The DB is UTF-8 encoded. The table in question has a column which contains YAML-serialized data. Some rows contain non-ascii characters that seem to be represented by their two-byte UTF equivalents. It's easier to show:
> puts data
# ---
# :method_name: new
# :method_args:
# - "M\xC3\xB6bler"
# - ""
# - false
# - ""
# - test
# - f8685480-a36b-012f-54c1-1093e95ec0bb
> data.encoding
# => # <Encoding:UTF-8>
The \xC3\xB6
should be the character ö
.
You can get the same sort of result by doing this with a unicode string:
> string = "ö".force_encoding("ascii-8bit")
# => "\xC3\xB6"
In this case, however, the original bytes are retained so we can convert back to UTF:
> string.force_encoding("utf-8")
# => "ö"
Printing \xC3\xB6
seems to just be a way of displaying bytes that make no sense in ASCII-8BIT. You can illustrate this by calling .chars
:
> string.chars
# => ["\xC3", "\xB6"]
But in the strings that come from the database, \xC3\xB6
is actually eight characters.
> data[42..49].chars
# => ["\\", "x", "C", "3", "\\", "x", "B", "6"]

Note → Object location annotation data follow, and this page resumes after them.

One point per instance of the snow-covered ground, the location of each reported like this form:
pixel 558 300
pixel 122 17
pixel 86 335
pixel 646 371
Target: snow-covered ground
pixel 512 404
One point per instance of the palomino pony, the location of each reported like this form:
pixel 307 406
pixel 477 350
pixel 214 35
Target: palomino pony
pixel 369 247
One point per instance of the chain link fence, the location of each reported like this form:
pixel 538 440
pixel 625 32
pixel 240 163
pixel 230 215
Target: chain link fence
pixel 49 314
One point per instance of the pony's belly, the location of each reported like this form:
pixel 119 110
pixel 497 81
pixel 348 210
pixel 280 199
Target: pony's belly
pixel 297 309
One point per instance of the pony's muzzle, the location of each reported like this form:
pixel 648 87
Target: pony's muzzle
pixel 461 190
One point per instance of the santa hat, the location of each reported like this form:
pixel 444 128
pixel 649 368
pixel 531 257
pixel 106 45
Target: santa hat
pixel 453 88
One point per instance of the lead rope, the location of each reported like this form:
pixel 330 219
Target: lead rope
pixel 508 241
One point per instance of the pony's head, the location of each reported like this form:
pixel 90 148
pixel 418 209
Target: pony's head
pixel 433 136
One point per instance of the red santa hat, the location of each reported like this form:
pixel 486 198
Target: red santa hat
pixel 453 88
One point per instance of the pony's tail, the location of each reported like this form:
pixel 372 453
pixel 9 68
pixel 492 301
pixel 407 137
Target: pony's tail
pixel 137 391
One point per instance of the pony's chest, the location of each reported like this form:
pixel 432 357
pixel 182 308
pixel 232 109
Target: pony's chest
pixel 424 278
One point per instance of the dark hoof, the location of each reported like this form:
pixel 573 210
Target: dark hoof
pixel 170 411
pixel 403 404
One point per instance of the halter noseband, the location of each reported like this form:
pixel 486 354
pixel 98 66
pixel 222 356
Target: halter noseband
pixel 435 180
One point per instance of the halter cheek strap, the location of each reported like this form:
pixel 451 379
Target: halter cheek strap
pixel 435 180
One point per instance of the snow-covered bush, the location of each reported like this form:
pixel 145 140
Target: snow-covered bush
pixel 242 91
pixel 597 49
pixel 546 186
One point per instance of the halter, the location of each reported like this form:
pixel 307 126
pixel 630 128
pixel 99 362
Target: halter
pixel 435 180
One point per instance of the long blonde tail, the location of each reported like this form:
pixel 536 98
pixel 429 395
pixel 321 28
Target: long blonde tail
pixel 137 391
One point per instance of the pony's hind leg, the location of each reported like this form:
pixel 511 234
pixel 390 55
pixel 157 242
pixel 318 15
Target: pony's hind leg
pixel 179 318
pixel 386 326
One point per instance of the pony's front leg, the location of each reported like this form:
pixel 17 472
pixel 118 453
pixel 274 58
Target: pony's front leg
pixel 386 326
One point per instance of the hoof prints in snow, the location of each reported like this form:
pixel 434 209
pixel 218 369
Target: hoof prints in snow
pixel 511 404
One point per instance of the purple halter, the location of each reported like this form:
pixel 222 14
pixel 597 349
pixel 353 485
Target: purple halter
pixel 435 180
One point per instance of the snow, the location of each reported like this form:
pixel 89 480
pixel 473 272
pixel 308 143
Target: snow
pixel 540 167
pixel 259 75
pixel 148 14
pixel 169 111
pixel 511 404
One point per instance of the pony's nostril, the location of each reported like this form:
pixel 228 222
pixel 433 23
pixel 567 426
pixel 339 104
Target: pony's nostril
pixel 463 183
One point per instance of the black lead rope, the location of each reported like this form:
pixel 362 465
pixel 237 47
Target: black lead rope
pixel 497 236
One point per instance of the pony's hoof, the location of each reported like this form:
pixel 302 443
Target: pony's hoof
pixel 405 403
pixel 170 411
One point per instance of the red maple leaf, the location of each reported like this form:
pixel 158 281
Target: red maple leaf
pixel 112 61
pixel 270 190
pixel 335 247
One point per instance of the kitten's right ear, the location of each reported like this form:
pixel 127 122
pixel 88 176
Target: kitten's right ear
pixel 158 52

Because of this, you can't just force to ASCII-8bit and back again - this was my first attempt at a solution.
My next thought was to restore the original bytes somehow, but this turned out harder than I thought.
One possible (hackish) solution was suggested here: Best way to escape and unescape strings in Ruby?
That solution doesn't work for me, probably because the string represents YAML.
Question
How can I restore the original unicode characters?
I guess I could write a ginormous gsub-expression, but I rather avoid that.